Cette limite fonctionne aussi dans l’autre sens : un emplacement local n’est pas automatiquement fiable. Un simple SSD grand public, sans protection contre les coupures de courant, surveillance du système de fichiers ni sauvegarde, peut tomber brutalement en panne. L’emplacement local élimine le comportement des montages réseau du chemin actif ; il ne fournit pas de récupération versionnée et ne protège pas contre la perte de l’hôte entier.
Validez l’emplacement à l’aide d’un test du domaine de défaillance
Créez une photothèque jetable avec des utilisateurs de test, des albums, des importations et des recherches connues. Mesurez la latence de la base de données pendant une importation représentative et lorsque le système de stockage exécute sa charge de sauvegarde habituelle. Enregistrez les erreurs de l’application, l’avancement des files d’attente, les temps d’attente des périphériques et la requête interactive la plus lente, plutôt que de vous fier au débit moyen.
Une discussion communautaire sur l’emplacement sur HDD et SSD distingue à plusieurs reprises la base de données active et les données générées des fichiers de la photothèque principale.
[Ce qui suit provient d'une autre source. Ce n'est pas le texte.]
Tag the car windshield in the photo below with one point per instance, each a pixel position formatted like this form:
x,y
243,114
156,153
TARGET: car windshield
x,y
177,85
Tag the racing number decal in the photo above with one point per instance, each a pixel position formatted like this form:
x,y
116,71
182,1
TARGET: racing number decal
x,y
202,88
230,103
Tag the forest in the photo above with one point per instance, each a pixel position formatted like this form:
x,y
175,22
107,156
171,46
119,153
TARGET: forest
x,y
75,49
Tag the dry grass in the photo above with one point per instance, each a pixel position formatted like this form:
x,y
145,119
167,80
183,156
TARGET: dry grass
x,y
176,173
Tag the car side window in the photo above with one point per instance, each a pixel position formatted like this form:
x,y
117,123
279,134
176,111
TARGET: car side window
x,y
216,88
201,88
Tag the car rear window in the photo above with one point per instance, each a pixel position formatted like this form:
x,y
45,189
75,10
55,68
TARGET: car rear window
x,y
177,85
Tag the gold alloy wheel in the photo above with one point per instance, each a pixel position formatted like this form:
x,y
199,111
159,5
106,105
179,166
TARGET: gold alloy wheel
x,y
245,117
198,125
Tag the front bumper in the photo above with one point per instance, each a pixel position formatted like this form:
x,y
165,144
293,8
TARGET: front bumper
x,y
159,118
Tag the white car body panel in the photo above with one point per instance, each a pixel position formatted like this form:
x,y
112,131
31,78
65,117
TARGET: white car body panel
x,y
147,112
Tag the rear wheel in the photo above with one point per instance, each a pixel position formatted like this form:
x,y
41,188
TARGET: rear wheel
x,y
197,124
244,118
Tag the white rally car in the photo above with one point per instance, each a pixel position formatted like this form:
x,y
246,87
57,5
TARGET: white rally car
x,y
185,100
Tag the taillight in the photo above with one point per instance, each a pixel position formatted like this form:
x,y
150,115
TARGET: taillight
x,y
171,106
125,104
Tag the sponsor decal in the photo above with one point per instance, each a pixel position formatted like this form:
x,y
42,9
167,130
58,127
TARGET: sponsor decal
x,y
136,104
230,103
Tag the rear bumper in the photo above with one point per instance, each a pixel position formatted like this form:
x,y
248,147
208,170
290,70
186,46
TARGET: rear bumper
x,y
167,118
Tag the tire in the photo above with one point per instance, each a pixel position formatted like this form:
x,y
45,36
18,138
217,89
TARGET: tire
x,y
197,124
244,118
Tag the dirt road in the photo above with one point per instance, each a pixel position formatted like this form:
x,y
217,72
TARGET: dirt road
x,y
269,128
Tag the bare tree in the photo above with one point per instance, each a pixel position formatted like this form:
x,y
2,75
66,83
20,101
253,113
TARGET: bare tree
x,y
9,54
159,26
Les commentaires sont des retours d’expérience, et non une référence universelle, mais ils confirment la nécessité de tester la classe d’E/S réellement produite par la base de données.
Simulez ensuite la défaillance réelle de l’emplacement : déconnectez le montage distant ou arrêtez le volume local de la base de données dans l’environnement jetable. Restaurez à partir d’une copie indépendante et vérifiez les utilisateurs, l’appartenance aux albums, l’accès aux originaux et l’état des recherches. L’emplacement n’est validé que lorsque le fonctionnement normal et la récupération respectent tous deux l’objectif défini.